Hand Coding SQL with psycopg2 for Odoo

I thought it would be a good idea to write down some guidelines on writing hand coded SQL for Odoo/OpenERP. One of the general themes should be ‘avoid SQL injection’, and Odoo themselves provide some documentation explaining that. They also make the point before that you should try to stick with the ORM as much as possible too. Rolling your own SQL bypasses all the access controls on records, so if you are writing some SQL, always consider whether the user is supposed to have access to the data extracted or manipulated by the SQL.

Assuming you’re still set on writing SQL it’s worth noting that Odoo uses psycopg2, a mature and respectable library for accessing Postgres from Python. Dealing with parameters in SQL clauses is simple as it allows you to pass them through as parameters, just as you’d hope.

cr.execute('select * from res_partner where name = %s', (partner_name,))

Unfortunately it’s too simplistic to say never use string concatenation. In practice you often want to stitch together a complex query based on some data. You might want to vary the search criteria based on user input.
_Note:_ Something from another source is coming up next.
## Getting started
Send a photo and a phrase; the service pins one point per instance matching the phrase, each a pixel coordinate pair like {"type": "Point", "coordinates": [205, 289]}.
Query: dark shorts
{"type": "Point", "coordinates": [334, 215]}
Here are some concrete scenarios to demonstrate more complex situations. Read the psycopg2 documentation for how to pass in values, and how it converts the various types first.

In clause

This is the most common place people give up with parameterisation. It’s clearly documented in Psycopg2, but since people often don’t read the docs, they don’t realise %s works and so they end up doing something involving join and their own format strings. The syntax is really simple,

cr.execute('select * from res_partner where name in %s', (['Partner 1', 'Partner 2'],))

Optional clauses

The trick with building up optional parts is to maintain lists of parameters alongside lists of the bits of SQL you need. The exact mechanism for appending the strings isn’t terribly important, and in fact you might find it useful to write yourself a nice class to make all that string construction simple and reliable. The key thing is to never mix untrusted data into the SQL you are generating.

clauses = []
params = []
if partner_name:
    clauses.append('name = %s')
    params.append(partner_name)
if website:
    clauses.append('website = %s')
    params.append(website)
where_clause = ""
if len(clauses) > 0:
    where_clause = "where " + ' and '.join(clauses)
   
sql = "select id, name from res_partner " + where_clause
cr.execute(sql, params)

Refactoring out chunks of SQL generation

If you find yourself requiring reuse with snippets of SQL or subqueries it’s quite common to refactor that out into a method. This is another common place for mistakes. Return SQL and a list of parameters whenever you do this, rather than just a block of SQL.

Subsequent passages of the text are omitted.